ECLI:NL:HR:2013:1101

Hoge Raad

Datum uitspraak
1 november 2013
Publicatiedatum
4 november 2013
Zaaknummer
13/02792
Instantie
Hoge Raad
Type
Uitspraak
Rechtsgebied
Bestuursrecht; Belastingrecht
Procedures
  • Cassatie
Vindplaatsen
  • Rechtspraak.nl
AI samenvatting door LexboostAutomatisch gegenereerd

Niet-ontvankelijkheid van het beroep in cassatie inzake Verklaring Arbeidsrelatie (VAR)

In deze zaak heeft de Hoge Raad op 1 november 2013 uitspraak gedaan over het beroep in cassatie van belanghebbende tegen een eerdere uitspraak van het Gerechtshof Arnhem-Leeuwarden.
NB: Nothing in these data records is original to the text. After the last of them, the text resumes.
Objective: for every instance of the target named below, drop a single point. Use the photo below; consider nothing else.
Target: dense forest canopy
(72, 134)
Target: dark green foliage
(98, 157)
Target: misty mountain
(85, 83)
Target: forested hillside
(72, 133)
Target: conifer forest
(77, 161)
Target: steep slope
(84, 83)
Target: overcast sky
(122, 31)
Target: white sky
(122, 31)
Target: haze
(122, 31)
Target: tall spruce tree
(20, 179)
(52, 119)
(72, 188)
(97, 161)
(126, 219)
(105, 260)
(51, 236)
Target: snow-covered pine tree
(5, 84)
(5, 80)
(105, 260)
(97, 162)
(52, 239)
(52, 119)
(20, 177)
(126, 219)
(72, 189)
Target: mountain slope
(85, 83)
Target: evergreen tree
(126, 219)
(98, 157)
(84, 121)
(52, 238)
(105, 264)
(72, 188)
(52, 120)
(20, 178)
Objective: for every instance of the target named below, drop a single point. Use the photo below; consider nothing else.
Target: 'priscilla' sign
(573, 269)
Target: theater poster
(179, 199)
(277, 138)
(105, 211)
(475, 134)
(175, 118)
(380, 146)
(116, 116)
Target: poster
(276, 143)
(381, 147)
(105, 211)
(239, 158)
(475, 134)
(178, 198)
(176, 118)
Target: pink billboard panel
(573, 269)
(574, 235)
Het beroep betrof de Verklaring Arbeidsrelatie (VAR) die aan belanghebbende was afgegeven voor het jaar 2010. De Hoge Raad heeft het beroep in cassatie niet-ontvankelijk verklaard, omdat belanghebbende niet heeft voldaan aan de verplichting om griffierecht te betalen.

De griffier van de Hoge Raad had belanghebbende op 15 juli 2013 per aangetekende brief gewezen op de verschuldigdheid van het griffierecht en een termijn van vier weken gesteld voor betaling. Aangezien het griffierecht niet tijdig was voldaan, heeft de griffier op 13 augustus 2013 een tweede brief gestuurd om belanghebbende de gelegenheid te geven te reageren op het niet tijdig betalen van het griffierecht. Deze brief werd echter teruggezonden wegens onbestelbaarheid. Na adresverificatie is de brief opnieuw verzonden, maar belanghebbende heeft niet gereageerd.

Op basis van artikel 8:41, lid 6, van de Algemene wet bestuursrecht (Awb) heeft de Hoge Raad geoordeeld dat het beroep in cassatie niet-ontvankelijk moet worden verklaard. De Hoge Raad heeft geen termen aanwezig geacht voor een veroordeling in de proceskosten. De uitspraak is openbaar uitgesproken en ondertekend door de voorzitter en de raadsheren.

Uitspraak

1 november 2013
nr. 13/02792
Arrest
gewezen op het beroep in cassatie van
[X]te
[Z](hierna: belanghebbende) tegen de uitspraak van het
Gerechtshof Arnhem-Leeuwardenvan 16 april 2013, nr. 12/00031, betreffende de aan belanghebbende voor het jaar 2010 afgegeven Verklaring Arbeidsrelatie (VAR).

1.Beoordeling van de ontvankelijkheid van het beroep in cassatie

De griffier van de Hoge Raad heeft belanghebbende bij aangetekende brief van 15 juli 2013, die volgens de gegevens van Track&Trace van PostNL is afgeleverd op het door belanghebbende opgegeven adres, gewezen op de verschuldigdheid van griffierecht en voor de betaling een termijn van vier weken gesteld. Het griffierecht is niet voldaan.
De griffier van de Hoge Raad heeft belanghebbende bij aangetekende brief van 13 augustus 2013 in de gelegenheid gesteld mee te delen waarom het griffierecht niet tijdig is betaald. Deze brief is wegens onbestelbaarheid teruggezonden aan de Hoge Raad, waarna adresverificatie heeft plaatsgevonden en het stuk bij gewone brief is verzonden naar het adres van belanghebbende. Belanghebbende heeft niet gereageerd.
Het beroep in cassatie moet op grond van artikel 8:41, lid 6, Awb derhalve niet-ontvankelijk worden verklaard.

2.Proceskosten

De Hoge Raad acht geen termen aanwezig voor een veroordeling in de proceskosten.

3.Beslissing

De Hoge Raad verklaart het beroep in cassatie niet-ontvankelijk.
Dit arrest is gewezen door de raadsheer C. Schaap als voorzitter, en de raadsheren P.M.F. van Loon en M.A. Fierstra, in tegenwoordigheid van de waarnemend griffier F. Treuren, en in het openbaar uitgesproken op 1 november 2013.